Anna T. Sadlier (1854 – April 16, 1932) was a Canadian writer whose novels were of a Catholic nature, and whose works numbered over forty volumes. She began to write when she was about eighteen. Her published works include a number of translations from the French, Italian, and Spanish.

==Early life and education==
Anna Teresa (sometimes "Theresa") Sadlier was born in Montreal, Canada, 1854. Her father was James Sadlier and her mother was Mary Anne Sadlier.

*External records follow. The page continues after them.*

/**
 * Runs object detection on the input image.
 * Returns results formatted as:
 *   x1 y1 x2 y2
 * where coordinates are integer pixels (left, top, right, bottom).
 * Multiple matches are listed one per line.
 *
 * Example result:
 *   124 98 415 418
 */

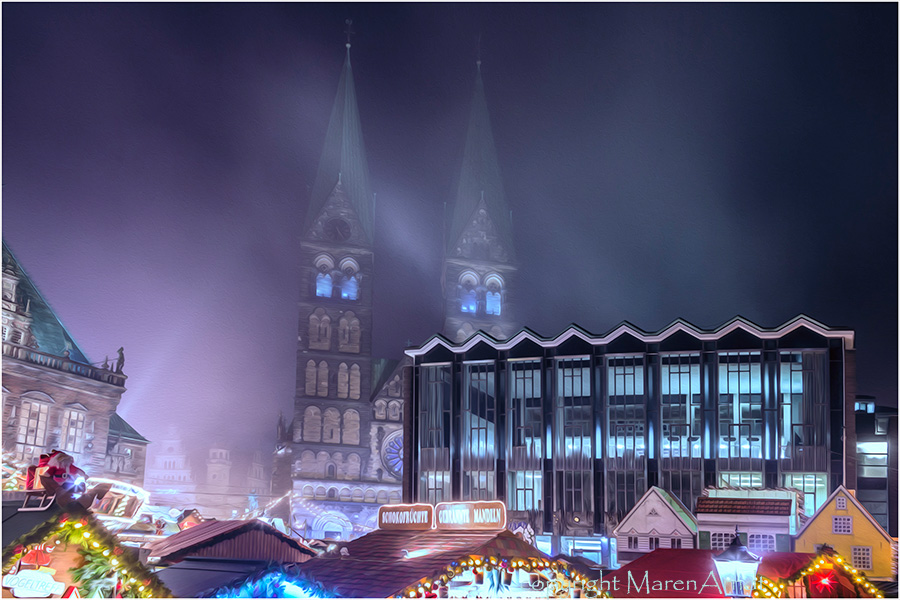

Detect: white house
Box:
613 486 697 563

Her education was received at various schools in that city, and completed at the Villa Maria, the principal Convent of the Congregation of Notre Dame of Montreal.

==Career==
Like her mother, she spent about equal portions of her life in New York City and Montreal. She was a frequent contributor in prose and verse to most of the U.S. Catholic periodicals as well as to some English and Canadian ones. She wrote a great many short stories. One of her earliest literary ventures was Seven Years and Mair, a novelette published by the Harpers in their "Half Hour Series". Her principal original published works were Names that Live and Women of Catholicity, two volumes of biography. Sadlier spent a lot of time on these and they possessed a historical point of view. In two of the sketches which were distinctively American, she drew largely from The Jesuit Relations and the Memoirs of Père Olier, and she had the advantage of access to the annals of the Ursulines of Quebec and of the Congregation of Notre Dame of Montreal.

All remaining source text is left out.